Aotearoa is geologically and meteorologically active, with massive if infrequent ‘unsettlement’ carving the land as much as the ongoing and incremental human settlement. Earthquakes, tsunami, storms, landslides and flooding impact on our individual and collective lives (Cashman & Cronin, 2008; Goff & McFadgen, 2003; Pillans & Huber, 1995; Proctor, 2010) requiring acknowledgement in our environmental planning and development strategies. Many Hawkes Bay whānau will have stories of their 1931 earthquake, the largest disaster in the country until Canterbury’s ‘seismic event’, that instigated a world-leading building code (Megget, 2006).
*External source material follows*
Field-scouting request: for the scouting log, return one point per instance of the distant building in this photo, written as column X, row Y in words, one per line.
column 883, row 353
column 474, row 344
Others will have experienced more recent events such as the 1987 Edgecumbe earthquake in the Bay of Plenty, Cyclone Bola in 1998 that devastated extensive farming and forestry holdings including that held by Māori, or the Manawatu floods of 2004.
Responding and recovering from disasters such as these draws on societal and cultural skill sets that are comprised of tools and approaches that can be described, communicated, and improved upon. Now it is the residents of Ōtautahi/Christchurch who join the ranks of those with experience of disaster. The term resilience became a trope for Cantabrians’ coping with the most destructive disaster in Aotearoa/NZ’s since the 1930 Napier earthquake. The myth of Rūaumoko, the clinging ever-turning unborn child of Papa-tu-a-nuku, provides a cultural framework for Māori to appreciate a fundamental geophysical characteristic of our whenua. This wilful child will never be born, will never cease his turning, and must be accepted as a part of the extended whānau. Wira Gardner builds on this myth in a 1995 paper presented to a Wellington conference (Theme: ‘Rebuilding cities after disaster’) (Gardner, 1995), which he introduced with the words of a famous haka:
Ko Rūaumoko e ngunguru nei! Au, au, aue ha hei!
But our insights go beyond the mythical and the historical. This review gathers literature and other works related to the impacts of the 2010-2011 Canterbury earthquakes on Māori and critique the wider literature on Māori and Indigenous resilience. The aim is twofold. First, to provide a bibliographic resource for other researchers and mitigate the risks of under-resourced Māori researchers becoming isolated in what is, somewhat tragically, a burgeoning field with a number of contributions by workers not committed to the standard academic publishing route. Second, I hope to prompt a more encompassing approach to disaster risk reduction strategies in Aotearoa to improve the ability of Māori and other communities in their response(s) to, and recover(ies) from, future disasters.